Павел Матвеевич вел себя так, словно был не женатым мужчиной, а неопытным подростком, тем юношей, о котором некогда рассказывал на веранде, и она не знала, как ей с ним быть, чтобы не повторить судьбу известной ей женщины. Уля не была уверена в том, что хочет его поцелуев и прикосновений, но страшное любопытство ее томило. Пришла пора, когда она больше не следила за чужой взрослой жизнью, но сама в эту жизнь попала, однако как правильно распорядиться юностью, не знала, и ей было бы жаль, если бы эта юность прошла напрасно и она не использовала бы ее полностью. Только как подтолкнуть Легкобытова, чем привлечь его, Уля не знала тоже, а когда поднимала на него полные недоумения и чудной нежности глаза, вопрошающие его «ну что ты? что с тобой? отчего ты медлишь? Ведь я же не могу первая…», охотник замолкал, отводил взгляд или отшучивался, и Улино томление становилось таким невыносимым, что ей хотелось его дразнить, вызывать ревность, молчать и не отвечать на вопросы или броситься бежать вскачь по улице, чтобы он снова поднял ружье и выстрелил ей вдогонку.

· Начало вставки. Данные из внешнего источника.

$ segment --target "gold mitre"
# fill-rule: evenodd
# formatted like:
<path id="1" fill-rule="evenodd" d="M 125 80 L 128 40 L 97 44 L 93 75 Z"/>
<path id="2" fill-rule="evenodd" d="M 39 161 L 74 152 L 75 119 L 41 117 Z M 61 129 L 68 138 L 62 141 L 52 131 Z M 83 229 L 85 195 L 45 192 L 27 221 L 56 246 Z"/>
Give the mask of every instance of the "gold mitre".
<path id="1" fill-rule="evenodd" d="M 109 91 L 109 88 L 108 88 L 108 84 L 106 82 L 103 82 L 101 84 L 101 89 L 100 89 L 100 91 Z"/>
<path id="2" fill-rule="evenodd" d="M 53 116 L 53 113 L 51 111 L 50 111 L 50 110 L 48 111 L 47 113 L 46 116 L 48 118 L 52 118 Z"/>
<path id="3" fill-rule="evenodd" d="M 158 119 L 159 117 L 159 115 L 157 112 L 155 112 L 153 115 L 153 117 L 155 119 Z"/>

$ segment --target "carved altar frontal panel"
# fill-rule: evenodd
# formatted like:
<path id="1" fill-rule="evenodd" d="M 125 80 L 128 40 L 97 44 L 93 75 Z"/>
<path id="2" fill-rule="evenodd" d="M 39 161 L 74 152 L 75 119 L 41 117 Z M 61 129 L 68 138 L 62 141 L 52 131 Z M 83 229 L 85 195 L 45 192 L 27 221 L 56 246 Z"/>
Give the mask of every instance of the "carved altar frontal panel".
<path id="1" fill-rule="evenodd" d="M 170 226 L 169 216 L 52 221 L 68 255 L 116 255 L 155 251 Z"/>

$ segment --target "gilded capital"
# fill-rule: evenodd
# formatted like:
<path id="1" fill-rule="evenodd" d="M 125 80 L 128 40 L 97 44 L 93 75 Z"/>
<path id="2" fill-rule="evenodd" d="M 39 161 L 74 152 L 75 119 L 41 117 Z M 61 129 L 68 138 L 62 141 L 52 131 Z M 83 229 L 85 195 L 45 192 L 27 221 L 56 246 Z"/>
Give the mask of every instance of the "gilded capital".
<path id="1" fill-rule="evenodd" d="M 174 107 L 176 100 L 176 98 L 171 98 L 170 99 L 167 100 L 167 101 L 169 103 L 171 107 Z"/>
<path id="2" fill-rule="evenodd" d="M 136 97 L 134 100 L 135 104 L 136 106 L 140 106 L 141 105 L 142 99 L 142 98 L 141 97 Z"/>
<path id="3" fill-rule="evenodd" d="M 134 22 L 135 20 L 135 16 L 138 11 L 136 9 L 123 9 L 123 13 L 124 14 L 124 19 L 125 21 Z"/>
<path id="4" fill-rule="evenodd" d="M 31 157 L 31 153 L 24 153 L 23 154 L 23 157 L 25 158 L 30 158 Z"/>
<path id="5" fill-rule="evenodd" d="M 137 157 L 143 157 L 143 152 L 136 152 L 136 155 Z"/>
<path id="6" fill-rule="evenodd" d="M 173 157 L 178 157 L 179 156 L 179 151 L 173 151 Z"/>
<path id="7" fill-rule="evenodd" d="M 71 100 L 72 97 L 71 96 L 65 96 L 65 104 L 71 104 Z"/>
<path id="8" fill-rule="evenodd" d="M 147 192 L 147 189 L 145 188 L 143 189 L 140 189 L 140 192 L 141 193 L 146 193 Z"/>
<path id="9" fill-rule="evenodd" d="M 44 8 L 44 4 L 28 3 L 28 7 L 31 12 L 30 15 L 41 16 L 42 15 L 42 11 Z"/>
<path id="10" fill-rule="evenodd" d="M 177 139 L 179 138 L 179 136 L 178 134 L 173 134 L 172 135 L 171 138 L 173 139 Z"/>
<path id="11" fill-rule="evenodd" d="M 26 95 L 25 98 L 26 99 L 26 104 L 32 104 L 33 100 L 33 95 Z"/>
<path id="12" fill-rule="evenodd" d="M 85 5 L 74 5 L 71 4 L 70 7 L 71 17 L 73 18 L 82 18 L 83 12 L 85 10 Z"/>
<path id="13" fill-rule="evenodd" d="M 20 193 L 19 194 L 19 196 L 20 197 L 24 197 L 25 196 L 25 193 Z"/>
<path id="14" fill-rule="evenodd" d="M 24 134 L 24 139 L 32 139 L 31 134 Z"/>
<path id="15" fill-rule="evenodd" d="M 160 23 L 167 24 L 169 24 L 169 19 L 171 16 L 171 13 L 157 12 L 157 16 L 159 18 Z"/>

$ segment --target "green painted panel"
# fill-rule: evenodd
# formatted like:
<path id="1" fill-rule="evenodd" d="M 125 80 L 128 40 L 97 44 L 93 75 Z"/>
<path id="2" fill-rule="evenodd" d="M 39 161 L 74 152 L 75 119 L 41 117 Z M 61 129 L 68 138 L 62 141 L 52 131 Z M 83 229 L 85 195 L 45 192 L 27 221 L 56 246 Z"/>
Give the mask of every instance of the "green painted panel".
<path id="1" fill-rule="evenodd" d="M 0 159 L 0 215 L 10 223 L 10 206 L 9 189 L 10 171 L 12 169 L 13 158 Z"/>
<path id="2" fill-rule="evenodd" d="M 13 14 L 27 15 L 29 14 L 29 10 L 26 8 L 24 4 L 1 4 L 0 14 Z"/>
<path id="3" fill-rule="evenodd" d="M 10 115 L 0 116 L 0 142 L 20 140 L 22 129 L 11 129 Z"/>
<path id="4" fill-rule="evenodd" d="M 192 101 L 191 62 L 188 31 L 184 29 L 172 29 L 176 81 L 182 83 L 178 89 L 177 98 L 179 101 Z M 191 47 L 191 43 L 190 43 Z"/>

…Осенью, когда стало голодно, Павел Матвеевич помог Уле устроиться на службу в министерство продовольствия. Там она зарабатывала совсем немного денег, да и вопреки названию министерства из еды в нем ничего не давали. Каждый день Вера Константиновна вставала в пять часов и в предутренней мгле шла занимать очередь в булочную. Люди в очереди глухо ворчали, вспоминали февральские обещания властей, но на новый бунт сил ни у кого не было. Состарившаяся, закутавшаяся в платок, с навсегда опущенными уголками губ Вера Константиновна смотрела на прекрасно нарисованные на стенах булки, хлебы, кренделя, оставшиеся от дореволюционных времен, и была рада, если удавалось раздобыть сала и приготовить его падчерице, смешав с луком и чесноком, чтобы отбить несвежий дух. Она совершала все эти действия, которые едва ли пришли бы в ее хорошенькую головку несколько лет назад, машинально и жила в прошлом, страшась и настоящего, и будущего. Из красивой злой мачехи она превратилась в какую-то бесполую, бесхарактерную троюродную бездетную тетушку, у которой давно кончилось все женское и которой заботиться не о ком, так хоть дальней родственнице послужить, чтоб не совсем уж жизнь напрасная и пустая была, однако все ее заботы дальше, чем накормить, не идут. Так мнила себе о мачехе неунывающая, занятая собой одной Ульяна, но однажды, придя домой со службы в неурочный час, она увидела в коридоре пальто Легкобытова с бобровым воротником. Из гостиной, где стоял большой диван, раздавались приглушенные голоса.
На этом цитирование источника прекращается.